Louisiana and Missouri. The state plaintiffs devote minimal attention to restriction of their own social-media content, much less to a causal link between any such restriction and the actions of any Government defendant. They refer only to Facebook’s “flagg[ing] . . . and deboost[ing]” of a Louisiana state representative’s post about children and the COVID–19 vaccine. Brief for Respondents 20; App. 635–636. We need not decide whether an injury to a state representative counts as an injury to the State, because evidence of causation is lacking.5 The States assert only that in November 2021, Facebook, “as a result of [its] work [with the CDC],” updated its policies “to remove additional false claims about the COVID–19 vaccine for children.” 37 Record 11,457. But they never say when Facebook took action against the official’s post—and a causal link is possible only if the removal occurred after Facebook’s communication with the CDC. There is therefore no evidence to support the States’ allegation that Facebook restricted the state representative pursuant to the CDC-influenced policy.

[….]

The state plaintiffs, claiming their own version of the “right to listen” theory, assert a sovereign interest in hearing from their citizens on social media. See 83 F. 4th, at 372–373. But this theory suffers from the same flaws as the individual plaintiffs’ theory. The States have not identified any specific speakers or topics that they have been unable to hear or follow.

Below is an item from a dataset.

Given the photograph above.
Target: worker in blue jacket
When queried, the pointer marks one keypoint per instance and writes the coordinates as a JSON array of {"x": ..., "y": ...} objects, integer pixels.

The States cite this supposed sovereign injury as a basis for asserting third-party standing on behalf of “the citizens they would listen to.” Brief for Respondents 30. But “[t]his argument is a thinly veiled attempt to circumvent the limits on parens patriae standing.” Brackeen, 599 U. S., at 295, n. 11. Namely, States do not have “‘standing as parens patriae to bring an action against the Federal Government.’ ” Id., at 295.

The States, like the individual plaintiffs, have failed to establish a likelihood of standing.

[….]

Eric Schmitt’s (r) waste of money and time lost today, 6-3, in a right wingnut dominated Supreme Court.

That tells us all everything we need to know.